TAIRUA - A historic ferry has run aground in Tairua Harbour - but it was all planned.
The 87-year-old SS Ngoiro, which spent years as a floating restaurant and museum in Auckland's Viaduct Basin, has found its final berthing place in a sea of sand at Paku Headland.
Since it was towed there from Auckland in March last year, carpenters, electricians and plumbers have worked to prepare it for a key role in the redevelopment of the port.
Part of the ferry's lower deck will become the clubrooms for the Tairua Boating and Game Fishing Club, and the top deck will be a restaurant.
The old engine room, which has not had an engine in it for many years, will be developed as a maritime museum once the restaurant has been leased and more cash can be injected into the project.
Shipwright Harry Hessell has worked on the boat since September, painting, replacing rotten wood and restoring part of the lower deck that was almost destroyed by a fire that started from a welder's spark.
You can still smell the smoke in the room where Pukekohe-based Mr Hessell sleeps when he is working on the ferry.

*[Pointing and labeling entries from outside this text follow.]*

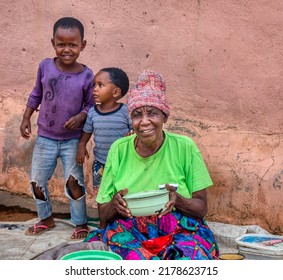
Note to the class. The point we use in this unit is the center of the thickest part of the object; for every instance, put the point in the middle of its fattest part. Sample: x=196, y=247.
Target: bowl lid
x=145, y=194
x=92, y=255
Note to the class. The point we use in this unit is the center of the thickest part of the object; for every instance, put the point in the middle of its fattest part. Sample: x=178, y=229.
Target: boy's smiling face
x=68, y=44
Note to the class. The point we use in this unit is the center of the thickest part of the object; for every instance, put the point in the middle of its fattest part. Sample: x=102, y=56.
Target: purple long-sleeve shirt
x=60, y=96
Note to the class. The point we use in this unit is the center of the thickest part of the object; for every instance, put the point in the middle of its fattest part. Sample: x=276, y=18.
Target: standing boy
x=63, y=90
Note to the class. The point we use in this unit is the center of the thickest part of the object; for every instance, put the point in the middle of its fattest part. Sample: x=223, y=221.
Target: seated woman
x=143, y=161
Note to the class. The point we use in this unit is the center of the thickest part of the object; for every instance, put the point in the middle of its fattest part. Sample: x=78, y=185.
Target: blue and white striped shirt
x=106, y=128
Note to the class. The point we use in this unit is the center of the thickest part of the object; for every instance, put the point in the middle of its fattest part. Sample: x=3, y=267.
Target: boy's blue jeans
x=44, y=161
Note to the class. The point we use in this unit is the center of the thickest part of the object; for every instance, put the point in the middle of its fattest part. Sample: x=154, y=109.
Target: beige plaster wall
x=223, y=63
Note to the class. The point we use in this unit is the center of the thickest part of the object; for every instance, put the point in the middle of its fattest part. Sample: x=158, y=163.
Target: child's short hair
x=119, y=78
x=69, y=22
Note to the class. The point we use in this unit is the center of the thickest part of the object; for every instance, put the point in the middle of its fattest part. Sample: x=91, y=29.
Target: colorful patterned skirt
x=172, y=237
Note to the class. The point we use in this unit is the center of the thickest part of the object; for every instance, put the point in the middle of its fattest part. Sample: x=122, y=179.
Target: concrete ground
x=15, y=245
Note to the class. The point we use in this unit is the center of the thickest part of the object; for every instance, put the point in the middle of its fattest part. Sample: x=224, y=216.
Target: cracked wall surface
x=222, y=62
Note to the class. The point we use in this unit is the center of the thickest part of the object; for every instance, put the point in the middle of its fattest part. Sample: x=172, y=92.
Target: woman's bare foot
x=41, y=226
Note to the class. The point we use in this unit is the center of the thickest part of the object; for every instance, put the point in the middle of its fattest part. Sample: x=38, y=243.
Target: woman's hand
x=120, y=204
x=172, y=200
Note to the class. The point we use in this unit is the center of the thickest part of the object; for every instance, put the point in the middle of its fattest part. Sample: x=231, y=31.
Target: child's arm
x=82, y=151
x=26, y=124
x=74, y=122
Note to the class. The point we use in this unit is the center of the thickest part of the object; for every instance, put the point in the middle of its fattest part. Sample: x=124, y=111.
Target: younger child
x=108, y=120
x=63, y=90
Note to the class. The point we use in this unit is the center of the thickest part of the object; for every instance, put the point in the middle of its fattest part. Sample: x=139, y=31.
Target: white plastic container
x=261, y=246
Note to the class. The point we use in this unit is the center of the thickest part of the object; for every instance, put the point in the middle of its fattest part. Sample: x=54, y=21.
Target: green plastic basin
x=91, y=255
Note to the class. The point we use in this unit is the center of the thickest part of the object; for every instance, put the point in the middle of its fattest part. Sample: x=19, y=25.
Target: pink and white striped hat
x=149, y=90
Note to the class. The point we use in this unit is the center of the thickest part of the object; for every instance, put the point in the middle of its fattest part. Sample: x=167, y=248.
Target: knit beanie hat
x=149, y=90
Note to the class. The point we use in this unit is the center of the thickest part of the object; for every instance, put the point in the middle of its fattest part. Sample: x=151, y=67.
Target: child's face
x=67, y=44
x=104, y=90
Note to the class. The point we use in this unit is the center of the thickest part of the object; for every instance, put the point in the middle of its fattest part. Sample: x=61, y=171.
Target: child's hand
x=81, y=154
x=25, y=129
x=73, y=123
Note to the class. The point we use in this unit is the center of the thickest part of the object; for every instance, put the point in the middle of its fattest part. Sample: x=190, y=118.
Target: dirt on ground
x=18, y=214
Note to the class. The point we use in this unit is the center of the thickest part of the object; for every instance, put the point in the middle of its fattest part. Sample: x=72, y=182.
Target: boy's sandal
x=77, y=236
x=38, y=229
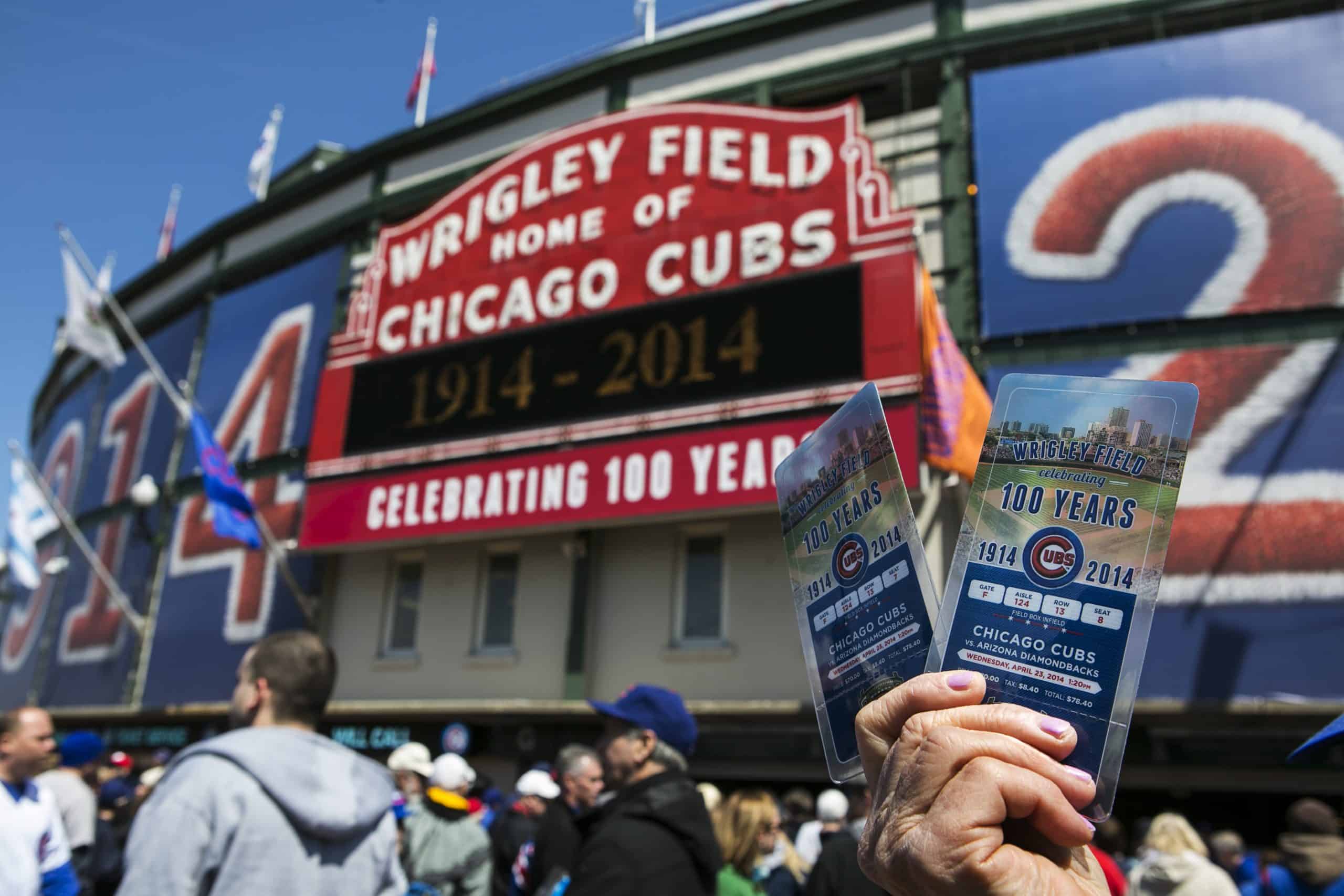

"To do this, you've got to be boating mad," he said.
"Restoring a ship is a lot different from building a house. When you pull a wall out [on the ferry] you don't know what you're going to find and you have to work out what to do to fix it."
Mr Hessell loves the character of the boat, which plied Auckland Harbour until 1960.
He is not fond of later additions that enclosed more of the top deck and studded it with aluminium joinery.
But bringing the ferry back to original condition is not an option because the Maritime Trust, which owns Ngoiro, does not have the money. The restaurant would also be lost.
Trust chairman Jim Mason said the Ngoiro was bought in 1978 with the intention of bringing it to Tairua. But the then Mayor of Auckland, Sir Dove-Myer Robinson, did not want the piece of maritime history to leave the city.
The Ngoiro was released only when the Viaduct Basin was redeveloped for the America's Cup in 1998.
It does not appear that the maritime character of the boat was lost by putting it on dry land - a group of "burly Hamilton guys" who did some work on the ferry complained they felt seasick.